Aggregates are one of the main ingredients for producing concrete. In order to produce ‘high performance’ concrete, the properties of aggregates matter most. In particular, shape and surface texture of aggregates immensely influence the strength and structure of the resulting concrete. Often, low quality shape aggregates reduce the durability and strength of the concrete with much more requirement of sand, cement and water. Because the strength of concrete depends on the ratio of well-shaped aggregates to poor shape ones contained in the concrete mixture, the classification process for aggregates into well shaped and poor shaped is an essential step toward high quality concrete. Traditional technique requires aggregate to pass a stringent series of mechanical, chemical and physical test in order to demonstrate that they will perform satisfactorily, and meet or exceed specifications.

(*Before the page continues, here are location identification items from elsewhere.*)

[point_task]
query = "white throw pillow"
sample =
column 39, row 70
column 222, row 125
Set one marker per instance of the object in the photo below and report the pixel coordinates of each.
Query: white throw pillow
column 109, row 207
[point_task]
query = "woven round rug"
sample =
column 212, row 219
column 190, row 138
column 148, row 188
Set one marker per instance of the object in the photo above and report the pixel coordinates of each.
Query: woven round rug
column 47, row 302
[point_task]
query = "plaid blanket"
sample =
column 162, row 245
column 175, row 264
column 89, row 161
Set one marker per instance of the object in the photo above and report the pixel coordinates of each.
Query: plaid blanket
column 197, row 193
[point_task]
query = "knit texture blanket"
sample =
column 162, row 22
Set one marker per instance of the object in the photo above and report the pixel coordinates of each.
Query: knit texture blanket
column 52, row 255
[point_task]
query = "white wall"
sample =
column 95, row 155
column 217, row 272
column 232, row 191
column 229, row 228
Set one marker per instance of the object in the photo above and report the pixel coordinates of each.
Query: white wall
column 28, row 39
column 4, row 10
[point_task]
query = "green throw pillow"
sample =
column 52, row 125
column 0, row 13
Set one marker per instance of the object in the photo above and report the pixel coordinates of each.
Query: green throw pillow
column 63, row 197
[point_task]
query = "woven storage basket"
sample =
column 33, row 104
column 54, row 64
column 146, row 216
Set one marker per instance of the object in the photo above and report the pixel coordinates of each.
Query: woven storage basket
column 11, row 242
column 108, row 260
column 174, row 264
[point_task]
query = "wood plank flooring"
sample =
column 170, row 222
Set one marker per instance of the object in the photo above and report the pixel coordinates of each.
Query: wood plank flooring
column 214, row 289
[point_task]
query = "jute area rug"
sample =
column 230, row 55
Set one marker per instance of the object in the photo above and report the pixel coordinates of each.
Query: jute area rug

Such stringent tests, often perform manually, tends to be slow, highly subjective and laborious. Therefore, an intelligent system that can separate the aggregates automatically could help to overcome these problems. This paper discusses an implementation of an intelligent classification system for the aggregate particles using neural network. The features obtained with image analysis, which are area, perimeter, Hu’s moments, Zernike’s moments of the aggregate’s area and perimeter were used as input data for the neural network. The hybrid multilayered perceptron network trained using modified recursive prediction error algorithm is employed to perform the classification. Performance analysis of the hybrid multilayered perceptron network is compared with the standard multilayered perceptron network trained using four different training algorithms, i.e. recursive prediction error, Bayesian Regulazation, Levenberg–Marquardt and scale conjugate gradient. The experimental results show that the performance for hybrid multilayered perceptron and multilayered perceptron networks are significantly better using the moments extracted based on object’s perimeter compared to object’s area. Model comparison confirms that the selected features combined with hybrid multilayered perceptron network attains the best performance in aggregates recognition.